I struggle to see the logical connection between “glu(NH2)” and the letter q, unless we are supposed to somehow associate the subscript number with the tail of the q. However, it is possible that I am failing to understand what an amino acid “graphical representation” meant in the 1960s.
Later descriptions of these assignments add a little bit more logic onto them, but we can’t assume that this isn’t post-rationalisation. The 1969 edition of the Atlas of Protein Sequence and Structure,4 which references the “tentative rules” published in 1968, notes that the smaller molecules (aspartic acid and asparagine) come before the larger ones (glutamic acid and glutamine) in the alphabet.*
The final two amino acids, lysine and tyrosine, are said to have been assigned the letters that were closest alphabetically from the ones left. If you ignore X, this works fine (more on X below); some possible post-rationalisation from 1969 includes tyrosine in the “phonetically suggestive” category due to the second letter being Y.4*
Finally, we have the added extras. X was assigned to situations where the amino acid is unknown, or is atypical, which fits with how we generally use this letter. Then B and Z were assigned as semi-wild cards for situations when the difference between glutamic acid and glutamine (Z), or aspartic acid and asparagine (B) can’t be determined, for reasons explained previously. This is clearly a case of using up the last remaining letters, but it is notable that the order remains the same, with the smaller asp- molecules coming first alphabetically.
This core code, put forward as “tentative rules” in 1968 has remained unchanged now for half a century.

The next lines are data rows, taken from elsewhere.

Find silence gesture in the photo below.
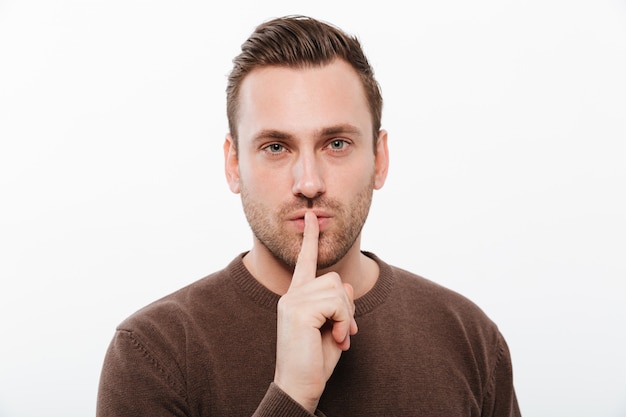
[274,212,357,412]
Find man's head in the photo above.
[224,18,388,269]
[226,16,383,150]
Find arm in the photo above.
[274,212,357,413]
[482,333,521,417]
[96,329,187,417]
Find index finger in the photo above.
[290,211,320,288]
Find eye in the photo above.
[328,139,348,151]
[263,143,285,153]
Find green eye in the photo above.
[329,139,346,149]
[265,143,284,153]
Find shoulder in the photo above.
[369,254,501,344]
[118,256,236,336]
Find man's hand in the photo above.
[274,212,357,413]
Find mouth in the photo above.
[287,210,332,233]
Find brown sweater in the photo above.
[97,254,520,417]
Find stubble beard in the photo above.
[241,177,374,269]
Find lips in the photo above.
[287,209,332,233]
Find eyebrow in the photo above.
[253,124,362,142]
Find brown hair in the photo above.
[226,16,383,146]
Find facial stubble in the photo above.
[241,175,374,269]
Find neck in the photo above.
[243,236,379,298]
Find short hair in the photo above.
[226,15,383,149]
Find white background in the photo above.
[0,0,626,417]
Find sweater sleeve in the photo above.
[96,329,187,417]
[253,383,324,417]
[482,332,521,417]
[96,329,324,417]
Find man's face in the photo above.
[225,60,388,269]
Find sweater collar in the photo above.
[226,252,394,317]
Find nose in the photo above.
[293,152,326,199]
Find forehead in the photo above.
[238,60,372,139]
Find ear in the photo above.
[224,133,241,194]
[374,130,389,190]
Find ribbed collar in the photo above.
[226,252,394,317]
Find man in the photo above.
[98,17,519,417]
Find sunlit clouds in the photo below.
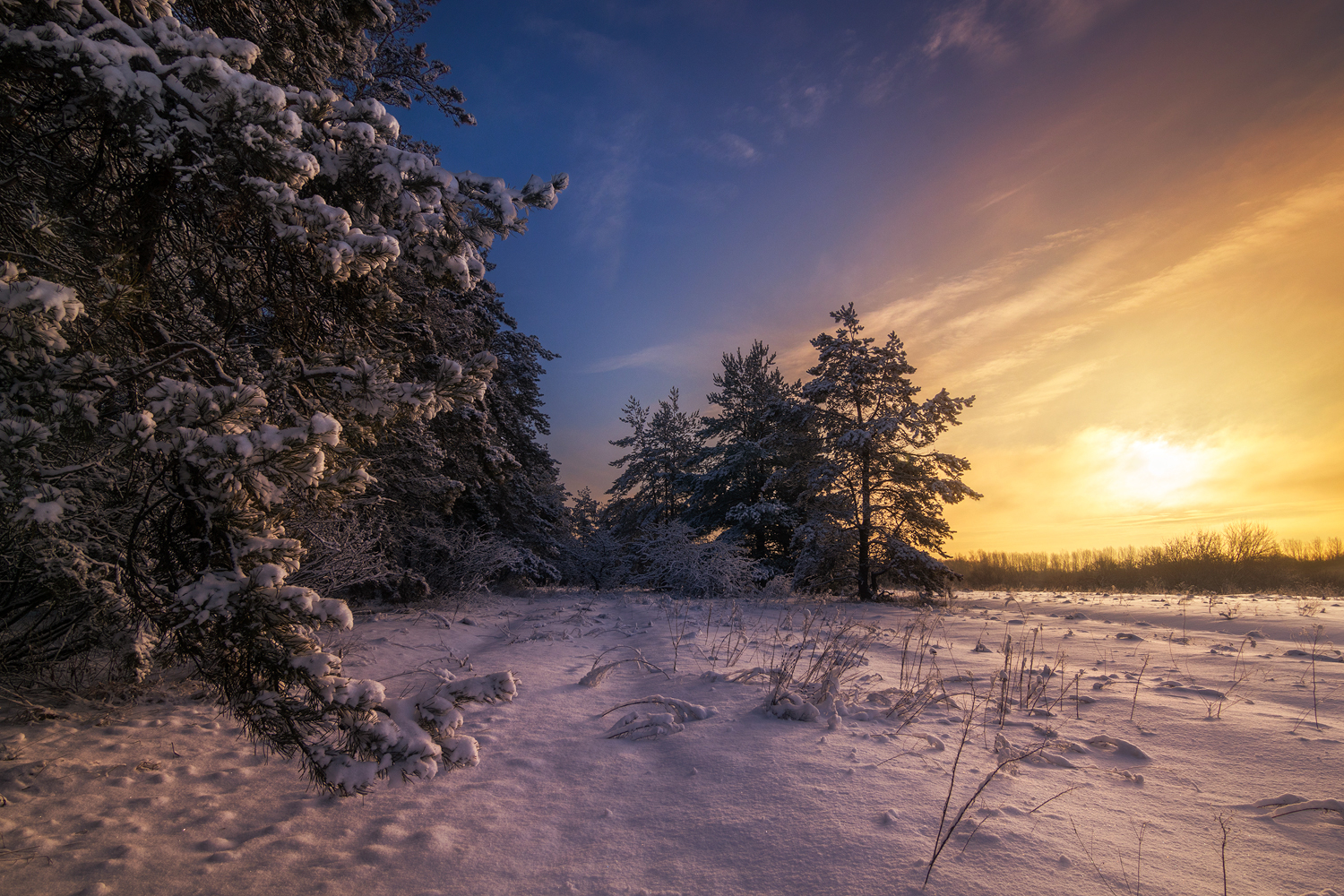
[414,0,1344,551]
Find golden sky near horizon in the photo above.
[483,0,1344,561]
[801,6,1344,552]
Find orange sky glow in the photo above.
[789,3,1344,552]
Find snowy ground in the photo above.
[0,592,1344,896]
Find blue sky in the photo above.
[401,0,1344,549]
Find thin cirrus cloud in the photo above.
[924,0,1131,65]
[414,0,1344,551]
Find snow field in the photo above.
[0,592,1344,896]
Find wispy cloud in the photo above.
[574,116,644,285]
[589,342,685,374]
[924,0,1131,65]
[691,130,761,165]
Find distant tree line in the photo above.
[948,521,1344,594]
[561,305,980,599]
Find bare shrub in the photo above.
[403,528,561,594]
[631,522,760,598]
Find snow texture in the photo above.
[0,588,1344,896]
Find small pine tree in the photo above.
[607,388,704,535]
[796,304,980,599]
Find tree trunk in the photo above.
[859,446,873,600]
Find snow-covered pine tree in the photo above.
[0,0,566,793]
[559,487,631,591]
[795,304,980,599]
[685,340,819,573]
[607,387,704,538]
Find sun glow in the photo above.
[1080,428,1220,506]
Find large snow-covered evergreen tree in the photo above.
[607,388,704,536]
[0,0,566,793]
[685,340,819,571]
[795,304,980,599]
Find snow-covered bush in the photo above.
[0,0,566,793]
[631,522,761,598]
[403,528,561,594]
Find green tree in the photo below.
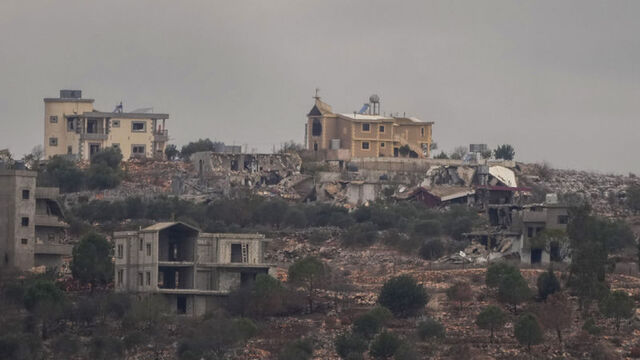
[378,275,429,317]
[598,290,634,332]
[476,305,507,343]
[369,331,402,359]
[288,256,329,312]
[416,318,446,341]
[485,261,520,289]
[24,279,66,339]
[538,292,572,344]
[498,271,531,313]
[71,232,114,293]
[447,281,473,310]
[537,269,560,300]
[164,144,180,160]
[514,313,544,352]
[46,155,84,192]
[493,144,516,160]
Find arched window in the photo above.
[311,119,322,136]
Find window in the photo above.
[311,119,322,136]
[131,145,145,156]
[131,121,147,132]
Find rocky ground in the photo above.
[235,234,640,359]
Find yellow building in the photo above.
[306,95,433,160]
[44,90,169,160]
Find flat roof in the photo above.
[80,111,169,119]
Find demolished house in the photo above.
[174,151,313,200]
[114,222,270,316]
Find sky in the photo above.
[0,0,640,174]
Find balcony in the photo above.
[80,133,109,140]
[35,215,69,228]
[34,244,73,256]
[153,130,169,142]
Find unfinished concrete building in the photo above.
[114,222,270,316]
[0,169,72,270]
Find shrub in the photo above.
[537,269,560,300]
[342,222,378,246]
[476,305,506,343]
[278,339,313,360]
[378,275,429,317]
[485,262,520,288]
[369,331,402,359]
[334,333,367,359]
[514,313,543,351]
[420,239,444,260]
[417,318,445,341]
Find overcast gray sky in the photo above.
[0,0,640,173]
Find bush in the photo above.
[342,222,378,246]
[334,333,367,359]
[537,269,560,300]
[514,313,543,351]
[485,262,520,288]
[378,275,429,317]
[278,339,313,360]
[353,306,392,339]
[420,239,444,260]
[369,331,402,359]
[417,318,445,341]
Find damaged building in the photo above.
[184,151,310,200]
[114,222,270,316]
[0,169,72,271]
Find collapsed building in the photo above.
[181,151,311,200]
[114,222,270,316]
[0,169,72,270]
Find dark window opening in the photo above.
[231,244,242,262]
[176,295,187,314]
[531,249,542,264]
[311,119,322,136]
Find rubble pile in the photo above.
[518,164,640,217]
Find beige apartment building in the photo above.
[113,222,270,316]
[306,95,433,160]
[0,168,72,271]
[44,90,169,160]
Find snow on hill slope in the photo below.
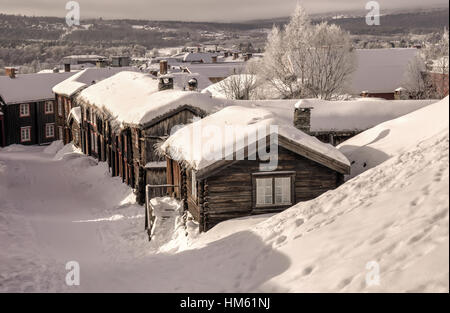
[177,99,449,292]
[0,99,449,292]
[338,96,449,177]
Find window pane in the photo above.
[275,177,292,204]
[256,178,273,205]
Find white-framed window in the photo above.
[256,178,273,205]
[274,177,292,205]
[20,126,31,142]
[91,133,98,153]
[253,172,295,207]
[44,101,54,114]
[58,97,63,116]
[58,126,64,140]
[191,170,197,199]
[45,123,55,138]
[90,110,95,125]
[19,103,30,117]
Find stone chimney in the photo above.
[188,77,198,91]
[5,67,16,78]
[360,90,370,98]
[159,60,169,75]
[294,107,313,134]
[158,75,173,91]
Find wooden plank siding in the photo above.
[77,102,206,204]
[181,146,343,231]
[3,99,58,146]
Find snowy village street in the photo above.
[0,97,449,292]
[0,146,286,292]
[0,147,149,291]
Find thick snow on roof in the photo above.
[169,72,212,90]
[161,106,350,170]
[350,48,418,94]
[202,74,256,99]
[338,96,449,176]
[186,62,244,78]
[295,98,438,131]
[53,67,137,97]
[78,71,225,125]
[183,52,216,63]
[0,72,74,104]
[67,107,81,124]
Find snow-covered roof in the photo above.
[53,67,137,97]
[62,54,106,64]
[295,98,438,132]
[0,72,74,104]
[170,72,212,90]
[160,102,350,173]
[78,71,227,125]
[145,161,167,169]
[186,62,244,78]
[350,48,418,94]
[67,107,81,124]
[183,52,217,63]
[202,74,256,99]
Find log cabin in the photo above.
[160,106,350,231]
[76,71,229,203]
[52,67,137,144]
[348,48,419,100]
[0,68,74,146]
[294,99,438,146]
[67,107,81,148]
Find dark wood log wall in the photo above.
[186,147,343,230]
[3,100,58,145]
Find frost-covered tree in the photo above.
[404,30,449,99]
[404,55,430,99]
[258,26,301,98]
[218,61,258,100]
[259,5,354,99]
[303,23,355,100]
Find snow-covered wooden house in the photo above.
[294,99,438,146]
[77,71,227,203]
[67,106,81,148]
[349,48,419,100]
[53,67,137,144]
[0,68,74,146]
[160,102,350,231]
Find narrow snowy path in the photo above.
[0,147,149,291]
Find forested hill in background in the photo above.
[0,7,449,43]
[249,7,449,36]
[0,7,449,75]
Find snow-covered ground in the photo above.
[0,98,449,292]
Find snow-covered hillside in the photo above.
[0,99,449,292]
[338,96,449,177]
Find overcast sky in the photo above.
[0,0,448,21]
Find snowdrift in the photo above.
[338,96,449,177]
[175,98,449,292]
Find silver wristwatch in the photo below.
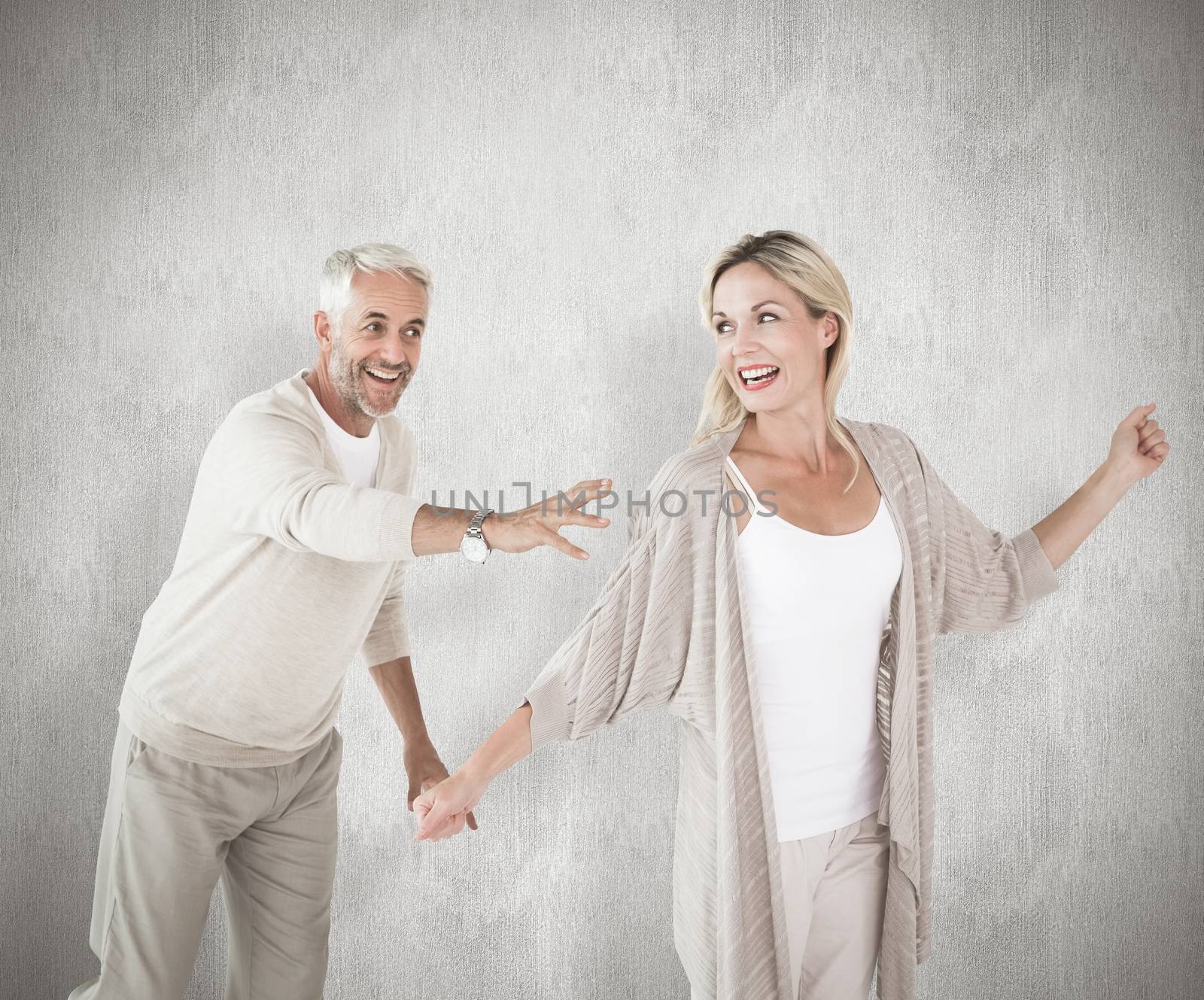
[460,508,494,563]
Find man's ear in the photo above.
[313,309,335,350]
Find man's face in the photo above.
[327,272,426,416]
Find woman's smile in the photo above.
[736,365,779,392]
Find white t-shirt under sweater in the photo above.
[306,384,381,486]
[727,456,903,842]
[119,369,423,767]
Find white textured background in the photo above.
[0,0,1204,1000]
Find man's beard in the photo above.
[330,332,409,416]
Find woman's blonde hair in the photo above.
[690,229,861,491]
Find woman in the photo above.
[414,231,1170,1000]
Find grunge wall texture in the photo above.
[0,0,1204,1000]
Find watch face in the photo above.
[460,534,489,562]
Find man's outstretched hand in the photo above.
[480,479,610,560]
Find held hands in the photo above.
[480,479,610,560]
[405,743,484,839]
[414,771,488,840]
[1104,403,1170,482]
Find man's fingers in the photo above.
[414,801,448,840]
[564,479,610,508]
[540,527,590,560]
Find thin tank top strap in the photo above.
[727,455,768,512]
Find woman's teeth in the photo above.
[740,365,778,385]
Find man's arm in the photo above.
[214,410,610,562]
[369,656,477,829]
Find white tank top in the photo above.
[727,456,903,842]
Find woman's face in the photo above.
[710,263,838,412]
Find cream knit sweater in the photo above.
[119,369,421,767]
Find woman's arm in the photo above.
[1032,403,1170,569]
[913,404,1170,633]
[414,701,531,840]
[414,458,713,840]
[414,530,664,840]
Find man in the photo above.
[71,245,610,1000]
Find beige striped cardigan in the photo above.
[526,420,1058,1000]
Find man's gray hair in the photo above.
[318,243,435,327]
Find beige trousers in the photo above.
[779,811,889,1000]
[690,811,889,1000]
[70,723,343,1000]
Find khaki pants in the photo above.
[70,723,343,1000]
[779,811,889,1000]
[690,811,889,1000]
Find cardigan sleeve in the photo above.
[909,438,1058,633]
[525,469,694,751]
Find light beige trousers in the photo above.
[779,811,889,1000]
[70,723,343,1000]
[690,811,889,1000]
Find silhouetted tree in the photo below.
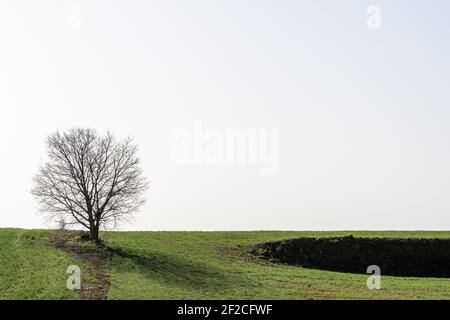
[32,128,148,241]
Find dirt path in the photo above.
[50,232,110,300]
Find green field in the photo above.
[0,229,450,299]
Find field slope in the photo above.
[0,229,450,299]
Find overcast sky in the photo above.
[0,0,450,230]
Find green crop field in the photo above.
[0,229,450,299]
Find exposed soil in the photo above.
[249,236,450,278]
[50,231,110,300]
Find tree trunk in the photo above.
[89,225,99,242]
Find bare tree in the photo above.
[32,128,148,241]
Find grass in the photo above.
[0,229,450,299]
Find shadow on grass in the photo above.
[106,246,247,290]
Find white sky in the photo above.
[0,0,450,230]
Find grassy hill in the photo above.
[0,229,450,299]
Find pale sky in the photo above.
[0,0,450,230]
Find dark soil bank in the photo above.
[250,236,450,278]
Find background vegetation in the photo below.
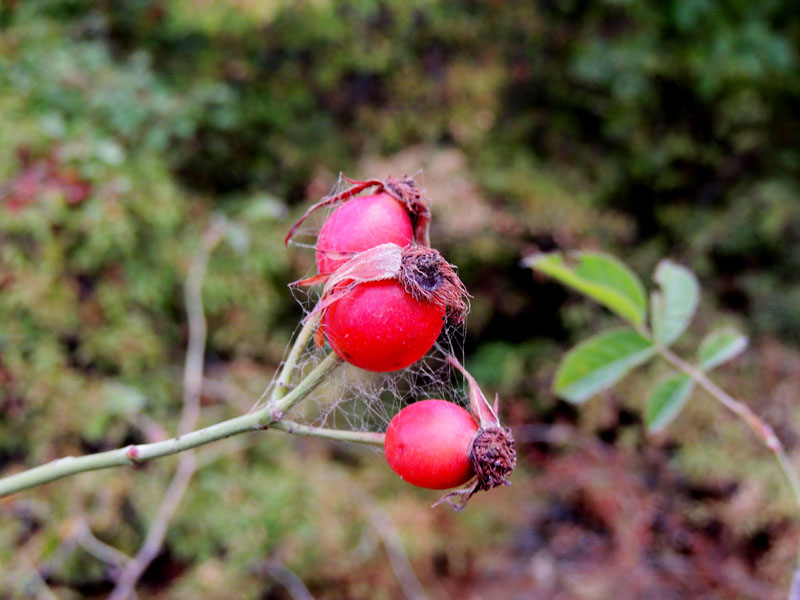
[0,0,800,599]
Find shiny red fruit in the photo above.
[384,400,478,490]
[322,280,445,371]
[317,192,414,273]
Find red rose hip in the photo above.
[317,192,414,273]
[384,400,478,490]
[322,280,445,371]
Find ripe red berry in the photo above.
[322,280,445,371]
[295,244,468,371]
[384,400,478,490]
[317,192,414,273]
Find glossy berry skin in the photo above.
[384,400,478,490]
[322,280,445,371]
[317,192,414,273]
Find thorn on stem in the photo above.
[125,445,139,465]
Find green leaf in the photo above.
[697,327,747,371]
[650,260,700,346]
[644,373,694,433]
[553,329,654,403]
[523,252,647,326]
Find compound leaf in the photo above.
[697,327,747,371]
[523,252,647,326]
[553,329,654,403]
[650,260,700,346]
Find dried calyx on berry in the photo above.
[433,356,517,511]
[292,244,469,344]
[284,175,431,246]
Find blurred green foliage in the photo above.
[0,0,800,598]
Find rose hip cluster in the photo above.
[286,177,516,510]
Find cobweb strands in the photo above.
[257,177,468,432]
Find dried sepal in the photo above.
[284,175,431,246]
[292,244,469,344]
[433,356,517,512]
[447,356,500,429]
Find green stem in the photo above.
[270,315,319,402]
[658,347,800,507]
[0,353,342,497]
[270,421,384,447]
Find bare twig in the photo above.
[0,353,342,497]
[658,347,800,506]
[77,519,131,571]
[352,483,428,600]
[109,222,223,600]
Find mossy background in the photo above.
[0,0,800,600]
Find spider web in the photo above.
[253,176,468,431]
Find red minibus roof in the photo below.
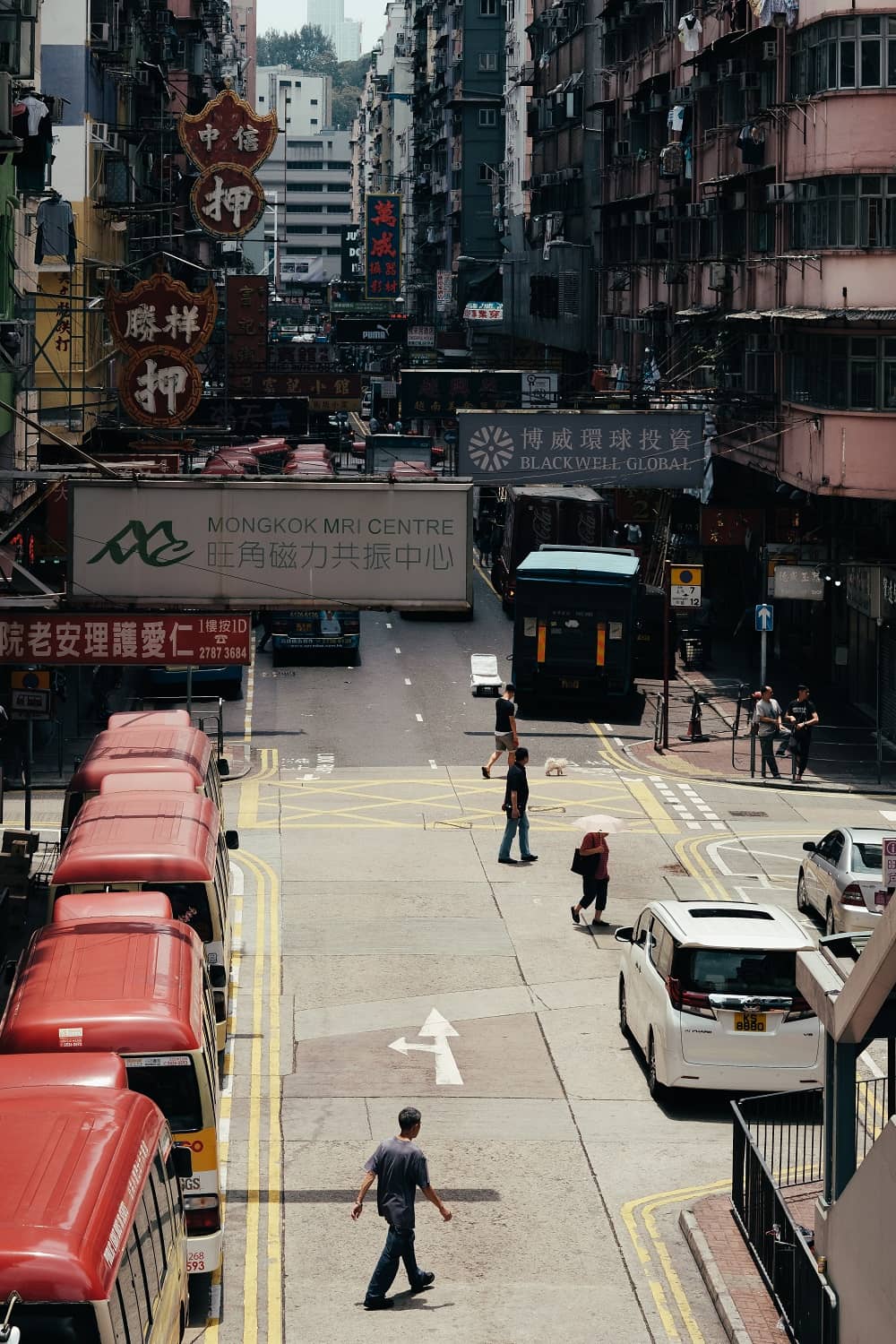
[99,771,194,798]
[106,710,194,733]
[0,1085,167,1301]
[0,1050,127,1090]
[52,793,219,887]
[0,918,204,1055]
[68,728,211,793]
[52,892,173,924]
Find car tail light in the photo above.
[184,1195,220,1236]
[667,976,716,1021]
[785,995,815,1021]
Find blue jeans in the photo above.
[498,812,530,859]
[364,1225,423,1303]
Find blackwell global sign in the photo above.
[457,410,704,489]
[70,478,471,610]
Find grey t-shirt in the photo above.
[364,1139,430,1228]
[754,696,780,738]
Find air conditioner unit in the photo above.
[707,261,734,290]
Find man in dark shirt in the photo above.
[352,1107,452,1312]
[785,685,818,780]
[498,747,538,863]
[482,682,520,780]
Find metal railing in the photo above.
[731,1089,839,1344]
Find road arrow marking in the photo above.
[388,1008,463,1088]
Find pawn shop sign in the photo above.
[669,564,702,610]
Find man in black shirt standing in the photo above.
[785,685,818,781]
[498,747,538,863]
[482,682,520,780]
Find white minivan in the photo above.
[616,900,823,1096]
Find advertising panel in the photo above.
[458,410,704,489]
[0,612,253,667]
[70,478,470,610]
[364,193,401,298]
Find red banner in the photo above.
[0,612,253,667]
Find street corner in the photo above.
[283,1008,563,1098]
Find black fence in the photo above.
[731,1089,839,1344]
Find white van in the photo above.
[616,900,823,1096]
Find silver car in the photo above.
[797,827,890,935]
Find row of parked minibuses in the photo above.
[0,710,237,1344]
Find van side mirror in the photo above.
[170,1144,194,1180]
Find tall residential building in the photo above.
[255,66,333,136]
[307,0,361,61]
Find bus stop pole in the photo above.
[662,561,672,752]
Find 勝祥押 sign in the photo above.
[364,191,401,300]
[457,409,704,489]
[0,612,253,667]
[70,478,471,613]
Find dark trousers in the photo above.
[364,1225,422,1303]
[759,733,780,779]
[579,878,610,914]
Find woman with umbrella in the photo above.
[570,816,622,925]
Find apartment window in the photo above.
[785,333,896,411]
[790,174,896,249]
[790,15,896,99]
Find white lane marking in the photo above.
[388,1008,463,1088]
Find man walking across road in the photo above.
[498,747,538,863]
[754,685,780,780]
[785,683,818,781]
[352,1107,452,1312]
[482,682,520,780]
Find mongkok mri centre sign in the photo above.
[70,480,471,610]
[457,410,705,489]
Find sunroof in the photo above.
[688,906,774,919]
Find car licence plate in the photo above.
[735,1012,766,1031]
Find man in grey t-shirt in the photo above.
[352,1107,452,1312]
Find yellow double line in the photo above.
[622,1180,731,1344]
[239,849,283,1344]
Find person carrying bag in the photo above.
[570,831,610,925]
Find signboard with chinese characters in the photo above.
[227,276,267,368]
[336,314,409,346]
[458,410,704,489]
[70,478,471,613]
[0,612,253,667]
[364,191,401,300]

Some of them may be difficult to remember, but the fact that there was at least some logic behind the assignments may be helpful…or not.
There have been a few minor additions to this code since, for special cases.5 The rare amino acids pyrrolysine and selenocysteine are sometimes assigned the letters O and U, respectively. Both of these letters were originally discarded for legibility issues, but that hardly seems relevant nowadays. The letter J is also sometimes used to mean either isoleucine or leucine in situations when they can’t be distinguished. All of which is excellent news for people whose names start with J and O who happen to want to draw out their peptide chain signatures!
1. Fischer E, Suzuki U. Synthese von Polypeptiden. III. Derivate der α-Pyrrolidincarbonsaure. Berichte der Dtsch chernischen Gesellschaft. 1904;37:2842-2848.
2. Hoffmann-Ostenhof O, Cohn WE, Braunstein AE, et al. IUPAC-IUB Commission on Biochemical Nomenclature. A One-Letter Notation for Amino Acid Sequences. J Biol Chem. 1968;243(13):3557-3559. doi:10.1021/bi00848a001. URL:https://www.jbc.org/content/243/13/3557.long
3. Šorm F, Keil B, Vaněček J, et al. On proteins. LXIII. Lower structures in the chains of proteins. Collect Czechoslov Chem Commun. 1961;26(2):531-578. doi:10.1135/cccc19610531. URL:http://gen.lib.rus.ec/scimag/10.1135%2Fcccc19610531
4. Dayhoff MO. Atlas of Protein Sequence and Structure. 4th ed.; 1969. https://play.google.com/books/reader?id=6_AG_Q8cXIwC&hl=en_GB&pg=GBS.RA4-PA2URL:https://play.google.com/books/reader?id=6_AG_Q8cXIwC&hl=en_GB&pg=GBS.RA4-PA2
*It is possible that the explanations I am suggesting are post-rationalisations in the 1969 edition of the Atlas of Protein Sequence and Structure were already present in the 1965 or 1967–8 editions and contributed towards the rules put forward by the committee. However, these versions are not available as ebooks and at time of writing going to find these in a library isn’t really an option.